ウェブ進化論 本当の大変化はこれから始まる

ウェブ進化論 本当の大変化はこれから始まる (ちくま新書)

ウェブ進化論 本当の大変化はこれから始まる (ちくま新書)

 そして次なる当然の問いは「大渋滞を抜けるためには何が必要なのか」であり、まさにこれこそが「人間の能力の深淵」に関わる難問であり、ここを考え抜くことが、次のブレイクスルーにつながる。

 かなりインターネットの本質をつかんでる。はてなの話とか、シリコンバレーの話なんかは、現場を見聞きしているので、説得力がある。この本自体がドキュメンタリー風で、ネットの架空の部分を架空の立場から話していない。
 それと、この本を読んで、自分なりに感じたことは、これから成長していく企業は、ネットを使っている人間の根本的な心理というか、欲求みたいなものをしっかりとつかんでいる会社だろうなって思った。この本はグーグルを技術者としてすごい評価してんだけど、この前、アスキーで読んだ書評には、グーグルは技術力じゃなくて、アイディア力があるんだという趣旨のことが書かれていて、たしかにそうだなっと思った。
 しっかりネットを使っている人の根本的な心理を押させて、カッコとした未来を描け、それを実現できる能力もある。現状を認識できて、そこから未来を予測でき、その希望地点へいける技術力もある。会社全体として、そういうことができるシステムができあがってるってのも強みなんだろうなぁっと。てか、会社というか、人間の集団って考えた方がいいかも。スマートな知的集団。完全に未開の土地にルールを作り上げて、勝ち残った群雄。
 んーだから、先を予測する能力よりも、パソコンを前にした人間の行動パターンを把握してないとなって思う。

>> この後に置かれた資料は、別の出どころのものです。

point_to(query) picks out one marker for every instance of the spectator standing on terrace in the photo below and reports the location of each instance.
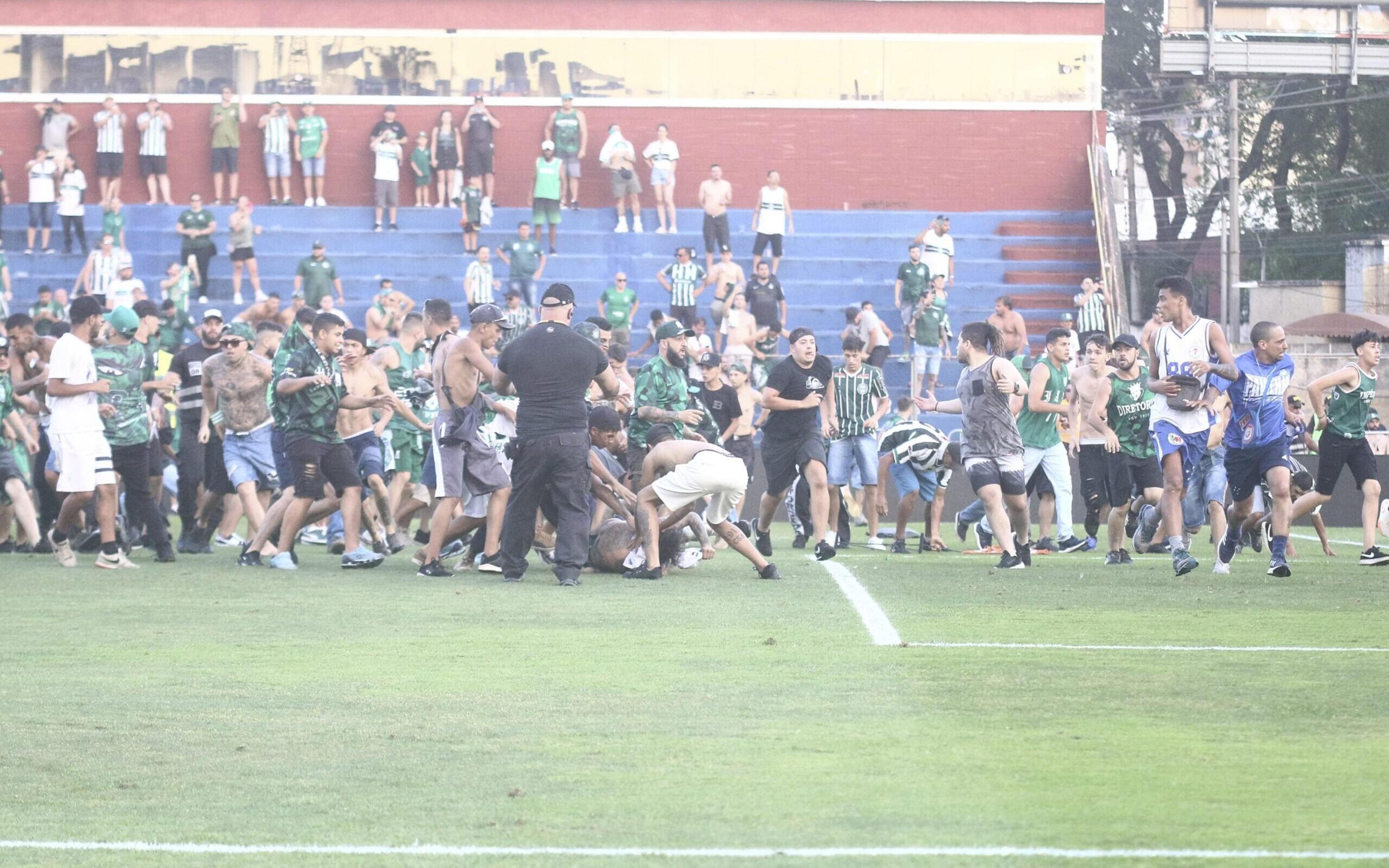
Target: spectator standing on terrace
(714, 196)
(477, 159)
(662, 158)
(310, 146)
(570, 132)
(226, 124)
(110, 148)
(620, 159)
(155, 125)
(198, 226)
(772, 220)
(56, 128)
(1091, 306)
(938, 248)
(278, 131)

 ただただネットを使っている身としては、ガンガン便利になっている「こちら側」しかしらないけど、「あちら側」では、めまぐるしく競争が起こっていて、そして今に至ってるんだなってことがわかるし。グーグルやアマゾンが便利だってことがわかっているから、どうしてそうなったのかっていう、「見えない過程」がわかって"目からウロコ"的な部分はある。この辺は、個人のバイアスがかかってないと言えなくもないけど、やっぱ基礎的な部分はしっかり押さえられてるのだろうと思う。そもそも、ネットって一元的にしか語れないだろうから、ネットの全体像を一冊の本で語りつくすなんて不可能なことだけど。少なくともネットというものを一元的にではあるが、鋭く描いている本であると思う。
 検索がグーグルと利用者を「言葉でむすぶ」なんて言葉の使い方も的を得てるし。けっこう考え方が柔軟。そういう意味で目線が鋭いのだろうと思う。